С ропотом и ворчанием пенсионеры двинулись вслед за администратором, прошли через хозяйственный двор, мимо поленниц с дровами и штабелей досок, и остановились около длинного дощатого сарая, переоборудованного в жилой барак. Причем, совсем недавно: под свежеокрашенными окнами неубраны еще были стружка и опилки.
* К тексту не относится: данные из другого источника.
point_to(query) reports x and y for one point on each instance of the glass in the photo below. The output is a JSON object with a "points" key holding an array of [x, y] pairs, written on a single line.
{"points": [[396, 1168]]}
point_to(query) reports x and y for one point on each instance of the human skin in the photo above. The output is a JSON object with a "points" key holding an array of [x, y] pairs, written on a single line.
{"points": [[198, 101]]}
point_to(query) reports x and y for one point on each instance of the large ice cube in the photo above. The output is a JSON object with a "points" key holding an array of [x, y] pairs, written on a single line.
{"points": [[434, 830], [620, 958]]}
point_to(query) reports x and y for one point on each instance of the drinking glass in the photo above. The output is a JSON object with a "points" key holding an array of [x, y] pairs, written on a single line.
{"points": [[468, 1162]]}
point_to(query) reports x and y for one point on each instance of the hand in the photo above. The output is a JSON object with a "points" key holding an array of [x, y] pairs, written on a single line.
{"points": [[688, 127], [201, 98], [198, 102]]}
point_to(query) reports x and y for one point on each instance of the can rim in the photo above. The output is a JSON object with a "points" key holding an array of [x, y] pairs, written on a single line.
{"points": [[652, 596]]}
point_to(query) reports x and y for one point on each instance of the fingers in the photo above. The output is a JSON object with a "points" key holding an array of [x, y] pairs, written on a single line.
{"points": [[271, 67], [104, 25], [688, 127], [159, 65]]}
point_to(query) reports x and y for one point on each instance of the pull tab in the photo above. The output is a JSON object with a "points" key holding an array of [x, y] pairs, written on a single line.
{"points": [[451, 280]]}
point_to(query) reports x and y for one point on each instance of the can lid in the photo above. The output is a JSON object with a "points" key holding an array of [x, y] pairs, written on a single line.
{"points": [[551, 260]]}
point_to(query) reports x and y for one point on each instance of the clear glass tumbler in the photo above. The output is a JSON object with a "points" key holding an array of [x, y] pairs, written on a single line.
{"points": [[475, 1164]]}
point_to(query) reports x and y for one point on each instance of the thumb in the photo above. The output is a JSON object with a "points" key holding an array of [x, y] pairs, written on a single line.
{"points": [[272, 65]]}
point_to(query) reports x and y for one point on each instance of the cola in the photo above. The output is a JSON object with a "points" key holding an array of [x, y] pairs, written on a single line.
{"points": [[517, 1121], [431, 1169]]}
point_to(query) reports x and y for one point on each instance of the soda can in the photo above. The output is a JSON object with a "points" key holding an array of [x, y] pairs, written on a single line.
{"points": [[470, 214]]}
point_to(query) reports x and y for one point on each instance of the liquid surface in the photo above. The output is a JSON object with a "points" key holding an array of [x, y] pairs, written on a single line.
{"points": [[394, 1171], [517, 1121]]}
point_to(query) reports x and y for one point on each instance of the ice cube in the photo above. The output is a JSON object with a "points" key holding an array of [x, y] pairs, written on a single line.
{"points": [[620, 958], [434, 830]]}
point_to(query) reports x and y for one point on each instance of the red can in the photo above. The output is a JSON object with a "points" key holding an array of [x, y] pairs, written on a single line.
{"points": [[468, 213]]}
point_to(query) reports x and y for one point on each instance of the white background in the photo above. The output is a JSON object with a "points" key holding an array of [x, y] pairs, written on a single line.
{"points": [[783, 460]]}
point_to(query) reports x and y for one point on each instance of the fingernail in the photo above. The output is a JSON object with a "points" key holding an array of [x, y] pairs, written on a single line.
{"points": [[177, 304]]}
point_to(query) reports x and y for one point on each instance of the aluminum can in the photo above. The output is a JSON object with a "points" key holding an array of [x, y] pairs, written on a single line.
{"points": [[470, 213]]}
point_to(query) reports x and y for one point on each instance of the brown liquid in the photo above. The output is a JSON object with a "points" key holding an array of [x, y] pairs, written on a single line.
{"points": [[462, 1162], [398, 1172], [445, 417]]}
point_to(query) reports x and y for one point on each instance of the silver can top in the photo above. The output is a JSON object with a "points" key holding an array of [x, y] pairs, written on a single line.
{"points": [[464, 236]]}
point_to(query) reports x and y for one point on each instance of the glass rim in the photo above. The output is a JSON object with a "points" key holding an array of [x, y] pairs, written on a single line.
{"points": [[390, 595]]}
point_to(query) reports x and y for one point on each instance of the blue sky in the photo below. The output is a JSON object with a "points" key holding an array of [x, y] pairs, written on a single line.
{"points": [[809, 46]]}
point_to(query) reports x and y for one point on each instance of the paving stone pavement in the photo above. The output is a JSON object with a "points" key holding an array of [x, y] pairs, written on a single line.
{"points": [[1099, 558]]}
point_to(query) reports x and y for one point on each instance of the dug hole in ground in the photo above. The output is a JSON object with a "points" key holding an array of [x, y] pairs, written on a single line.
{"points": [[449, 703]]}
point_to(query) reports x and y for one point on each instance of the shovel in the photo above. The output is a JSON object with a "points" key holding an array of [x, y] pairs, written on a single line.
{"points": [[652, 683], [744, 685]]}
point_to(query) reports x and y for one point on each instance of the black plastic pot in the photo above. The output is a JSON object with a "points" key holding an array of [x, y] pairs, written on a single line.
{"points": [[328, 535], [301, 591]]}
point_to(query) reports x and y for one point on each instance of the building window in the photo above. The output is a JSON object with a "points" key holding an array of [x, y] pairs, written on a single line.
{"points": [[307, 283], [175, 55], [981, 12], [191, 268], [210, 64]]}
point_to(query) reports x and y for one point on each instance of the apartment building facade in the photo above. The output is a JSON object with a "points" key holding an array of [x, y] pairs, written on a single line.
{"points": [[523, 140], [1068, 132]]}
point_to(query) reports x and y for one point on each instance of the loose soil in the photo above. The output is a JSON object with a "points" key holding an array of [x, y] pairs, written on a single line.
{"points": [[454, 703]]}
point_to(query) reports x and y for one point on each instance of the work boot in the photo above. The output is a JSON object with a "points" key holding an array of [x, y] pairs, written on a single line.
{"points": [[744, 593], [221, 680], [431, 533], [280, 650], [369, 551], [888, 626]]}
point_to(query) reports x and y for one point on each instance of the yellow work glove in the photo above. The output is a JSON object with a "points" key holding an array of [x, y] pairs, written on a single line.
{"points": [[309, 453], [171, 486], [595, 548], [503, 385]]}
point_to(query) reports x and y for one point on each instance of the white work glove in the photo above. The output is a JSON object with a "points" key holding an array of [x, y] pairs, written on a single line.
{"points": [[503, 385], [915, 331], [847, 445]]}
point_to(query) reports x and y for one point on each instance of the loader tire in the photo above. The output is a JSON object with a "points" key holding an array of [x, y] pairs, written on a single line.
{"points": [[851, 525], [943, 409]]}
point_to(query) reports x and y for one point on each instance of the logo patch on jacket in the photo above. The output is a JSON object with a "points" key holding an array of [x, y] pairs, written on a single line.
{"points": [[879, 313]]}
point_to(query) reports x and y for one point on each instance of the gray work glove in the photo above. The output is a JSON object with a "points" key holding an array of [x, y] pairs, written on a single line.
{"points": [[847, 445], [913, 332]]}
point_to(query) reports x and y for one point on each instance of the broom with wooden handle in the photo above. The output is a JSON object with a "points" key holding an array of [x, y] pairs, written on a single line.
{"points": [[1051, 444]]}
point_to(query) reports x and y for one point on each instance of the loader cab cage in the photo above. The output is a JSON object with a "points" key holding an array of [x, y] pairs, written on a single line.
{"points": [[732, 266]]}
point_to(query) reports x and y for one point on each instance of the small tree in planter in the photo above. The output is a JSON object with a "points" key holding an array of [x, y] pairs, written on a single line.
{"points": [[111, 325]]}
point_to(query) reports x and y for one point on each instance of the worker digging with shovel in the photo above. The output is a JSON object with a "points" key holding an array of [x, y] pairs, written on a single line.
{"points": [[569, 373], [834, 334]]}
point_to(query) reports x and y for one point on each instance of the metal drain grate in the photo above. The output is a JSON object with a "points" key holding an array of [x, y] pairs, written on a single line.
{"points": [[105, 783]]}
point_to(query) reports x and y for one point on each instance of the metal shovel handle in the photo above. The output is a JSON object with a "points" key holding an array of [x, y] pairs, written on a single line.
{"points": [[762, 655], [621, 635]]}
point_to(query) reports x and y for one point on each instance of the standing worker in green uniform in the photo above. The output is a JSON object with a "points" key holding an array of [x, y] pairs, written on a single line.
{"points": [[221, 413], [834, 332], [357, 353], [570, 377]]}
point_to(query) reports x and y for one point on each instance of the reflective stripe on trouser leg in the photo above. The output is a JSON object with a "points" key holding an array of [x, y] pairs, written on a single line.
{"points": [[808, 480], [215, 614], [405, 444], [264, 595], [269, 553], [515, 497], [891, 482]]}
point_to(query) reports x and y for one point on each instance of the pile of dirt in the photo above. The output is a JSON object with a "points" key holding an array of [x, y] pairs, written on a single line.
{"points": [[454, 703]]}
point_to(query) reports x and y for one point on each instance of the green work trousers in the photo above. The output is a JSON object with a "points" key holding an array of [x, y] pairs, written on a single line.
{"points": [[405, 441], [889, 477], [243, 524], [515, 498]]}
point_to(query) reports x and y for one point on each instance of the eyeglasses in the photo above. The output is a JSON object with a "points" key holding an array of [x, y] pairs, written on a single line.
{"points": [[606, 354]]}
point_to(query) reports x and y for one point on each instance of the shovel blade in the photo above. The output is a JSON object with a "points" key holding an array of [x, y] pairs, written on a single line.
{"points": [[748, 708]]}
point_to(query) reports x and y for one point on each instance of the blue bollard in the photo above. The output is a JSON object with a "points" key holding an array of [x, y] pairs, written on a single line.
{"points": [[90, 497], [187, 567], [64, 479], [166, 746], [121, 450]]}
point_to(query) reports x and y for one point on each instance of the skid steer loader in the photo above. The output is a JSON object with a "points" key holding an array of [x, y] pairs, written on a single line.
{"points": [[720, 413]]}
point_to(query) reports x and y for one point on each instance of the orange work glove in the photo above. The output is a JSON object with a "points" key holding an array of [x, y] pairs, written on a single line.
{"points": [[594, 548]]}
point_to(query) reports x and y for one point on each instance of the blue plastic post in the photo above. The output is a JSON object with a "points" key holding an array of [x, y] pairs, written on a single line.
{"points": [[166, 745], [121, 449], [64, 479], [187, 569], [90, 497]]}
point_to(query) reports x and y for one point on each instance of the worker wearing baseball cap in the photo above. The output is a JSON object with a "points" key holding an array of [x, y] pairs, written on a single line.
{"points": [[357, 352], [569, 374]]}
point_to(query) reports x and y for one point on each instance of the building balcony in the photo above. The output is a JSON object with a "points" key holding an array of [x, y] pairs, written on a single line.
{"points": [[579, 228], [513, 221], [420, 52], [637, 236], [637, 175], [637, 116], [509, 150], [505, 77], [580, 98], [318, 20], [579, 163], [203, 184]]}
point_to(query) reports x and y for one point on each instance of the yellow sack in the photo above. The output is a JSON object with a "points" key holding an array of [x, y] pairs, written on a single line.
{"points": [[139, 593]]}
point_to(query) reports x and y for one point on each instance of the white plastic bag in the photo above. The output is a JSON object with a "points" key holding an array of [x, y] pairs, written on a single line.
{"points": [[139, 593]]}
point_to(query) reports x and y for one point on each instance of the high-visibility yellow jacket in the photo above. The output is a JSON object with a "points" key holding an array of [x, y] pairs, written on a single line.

– Здесь будете размещаться, – Порфирьев ткнул кулаком в дверь, врезанную в наглухо заколоченные ворота, – передняя половина для мужиков, задняя – для баб. Все ясно, дедки?
– Ладно, пошутили и довольно, – взвизгнул Капитон Модестович, – мы в полной мере оценили ваше чувство юмора, любезный. Ведите нас обратно. Мы устали, хотим принять душ. И, в конце концов…
– Цыц, дедок! – грозно оскалился Порфирьев. – На первый раз прощаю! Потом буду пресекать нещадно! Объясняю еще раз для самых тупых: спальни бабские и мужские здесь, душ в котельной у второго флигеля, для мужиков – в среду, для женщин – в пятницу. Сортир – вон он, желтая будка налево во дворе. Направо, в сарае, столовая. Завтрак в девять, обед в час тридцать, ужин в семь. С утра до восемнадцати трудотерапия с перерывом на обед. Потом до отбоя свободное время. Отбой в двадцать три ноль-ноль. К нарушителям распорядка будут применяться санкции. Да, подъем в восемь утра. Все ясно?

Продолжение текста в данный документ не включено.